Pero volvamos al tema. ¿Cuándo nos asumimos como viejos? Creo que cuando le contamos al analista algunos momentos de nuestra infancia y debemos reponerle el contexto histórico para que comprenda. El otro día tuve que contarle al mío qué era un Cinegraf, un juguete maravilloso que imitaba un proyector de cine. Las películas eran largas tiras de papel de calcar que reproducían dibujitos animados y que al pasar por la lamparita iluminada generaban la ilusión de estar viendo una película. Pero en aquella época las lamparitas eran calientes e, indefectiblemente, quemaban las cintas. Por suerte, mi marido consiguió la colección completa de cintas en Mercado Libre (perdón por la expresión) y las compró todas. Estaba contento como un chico, porque una cosa es tomar conciencia de ser viejo y otra muy distinta renunciar así como así a la ilusión cinematográfica o a cualquier otra. No es la esperanza sino la inocencia lo último que se pierde o, por lo menos, lo último que debería perderse. 

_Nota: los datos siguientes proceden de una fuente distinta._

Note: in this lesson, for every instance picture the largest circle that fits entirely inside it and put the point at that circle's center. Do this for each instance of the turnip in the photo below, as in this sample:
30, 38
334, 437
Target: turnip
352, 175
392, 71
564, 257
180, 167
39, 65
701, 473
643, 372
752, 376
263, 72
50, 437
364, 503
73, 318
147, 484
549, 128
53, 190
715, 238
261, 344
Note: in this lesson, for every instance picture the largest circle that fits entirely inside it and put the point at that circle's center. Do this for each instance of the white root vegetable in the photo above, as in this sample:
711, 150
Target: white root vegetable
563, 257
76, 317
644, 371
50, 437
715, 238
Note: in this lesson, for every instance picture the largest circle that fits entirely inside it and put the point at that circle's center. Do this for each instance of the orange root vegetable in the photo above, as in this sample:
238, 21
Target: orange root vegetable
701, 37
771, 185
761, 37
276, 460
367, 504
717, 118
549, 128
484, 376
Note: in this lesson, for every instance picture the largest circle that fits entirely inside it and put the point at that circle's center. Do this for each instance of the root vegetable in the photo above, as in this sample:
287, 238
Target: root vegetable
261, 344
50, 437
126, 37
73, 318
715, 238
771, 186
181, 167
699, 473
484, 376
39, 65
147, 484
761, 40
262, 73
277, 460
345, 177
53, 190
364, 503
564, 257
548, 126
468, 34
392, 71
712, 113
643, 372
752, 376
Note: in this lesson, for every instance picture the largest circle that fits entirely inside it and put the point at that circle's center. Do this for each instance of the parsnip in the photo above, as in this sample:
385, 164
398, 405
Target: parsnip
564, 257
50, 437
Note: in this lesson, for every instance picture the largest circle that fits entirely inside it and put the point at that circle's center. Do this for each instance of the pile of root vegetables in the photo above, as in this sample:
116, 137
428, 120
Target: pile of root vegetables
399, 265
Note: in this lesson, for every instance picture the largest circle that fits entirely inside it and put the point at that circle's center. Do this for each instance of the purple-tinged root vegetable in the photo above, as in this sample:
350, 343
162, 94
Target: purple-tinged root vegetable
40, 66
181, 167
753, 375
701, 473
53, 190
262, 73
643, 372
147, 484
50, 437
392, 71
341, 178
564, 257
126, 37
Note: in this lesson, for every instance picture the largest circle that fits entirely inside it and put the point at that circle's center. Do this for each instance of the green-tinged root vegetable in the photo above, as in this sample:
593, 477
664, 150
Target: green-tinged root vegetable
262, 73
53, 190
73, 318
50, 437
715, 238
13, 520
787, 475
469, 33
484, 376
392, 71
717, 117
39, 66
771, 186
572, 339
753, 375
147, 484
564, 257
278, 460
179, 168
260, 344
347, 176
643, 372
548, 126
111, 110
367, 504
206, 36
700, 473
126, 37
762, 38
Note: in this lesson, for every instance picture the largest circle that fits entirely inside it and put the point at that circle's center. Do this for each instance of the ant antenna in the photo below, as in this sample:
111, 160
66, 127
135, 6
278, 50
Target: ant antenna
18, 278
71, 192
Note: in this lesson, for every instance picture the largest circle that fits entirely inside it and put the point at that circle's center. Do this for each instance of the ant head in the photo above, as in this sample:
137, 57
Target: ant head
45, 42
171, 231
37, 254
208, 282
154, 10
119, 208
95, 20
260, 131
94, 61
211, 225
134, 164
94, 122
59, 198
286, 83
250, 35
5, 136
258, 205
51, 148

Me sentí muy frustrada al no poder explicarle a mi analista cómo eran las muñequitas de cartón a las que hace muchos años las viejas de hoy podíamos cambiarles los vestidos por otros también de cartón, pero de otro modelo. Sólo había que recortarlos, doblar las dos pestañas que tenían en la parte superior y así lograr que la muñeca cambiara de vestuario. Nunca las había visto, no sé si por ser demasiado joven o por ser varón, lo cierto es que hubo todo un mundo que no conocía y que, en consecuencia, no podíamos compartir. Los recuerdos son una suerte de enfermedad que trae al presente un pasado apolillado, amarillento y desvaído, son formas de la melancolía que suelen depositarse en el corazón o en las rodillas. Y los juguetes son la locomotora de un larguísimo tren de carga que trae muñecas desportilladas, fragmentos de un tiempo que ya no existe, fotos color sepia, objetos incomprensibles, toda una quincallería ruidosa que, sin embargo, adopta una forma silente en las charlas de trabajo, en el intercambio del desayuno, en las cenas  con amigos, en las redes sociales y, sobre todo, en las reuniones de consorcio.

Asumirse como viejo es comprender que la vida es la repetición y ampliación de la infancia con pequeñas variaciones, algo parecido al bolero de Ravel. En el fondo todos somos aquel niño que fuimos y ya no seremos. Cada vez que el herrero de la otra cuadra viene a mi casa a hacer algún trabajo ofrece comprarle a mi marido un carrito de lechero tirado por un caballo de madera que, según dice, es igual al que él tuvo en su infancia. «Le pago lo que me pida», le dice para encontrar siempre la misma negativa e irse siempre con la misma frustración. He comprobado que su insistencia es más fuerte y dolorosa cuando tiene la rodilla izquierda más hinchada de nostalgia que la derecha. Curiosa fisiología la de la añoranza que los médicos no alcanzan a descifrar.

¿Cuándo se asume uno definitivamente como un viejo? De todos los síntomas posibles el más elocuente es el desarrollo del gusto por asistir a reuniones de consorcio, posar de pequeño propietario y autopostularse como persona de bien. Ahí se está muerto sin remedio, aunque se siga vivo. No es necesario constatar que el consorcista respira con ningún método científico. Basta con mostrarle un viejo carrito de lechero de juguete. Si no reacciona, mejor darlo por perdido.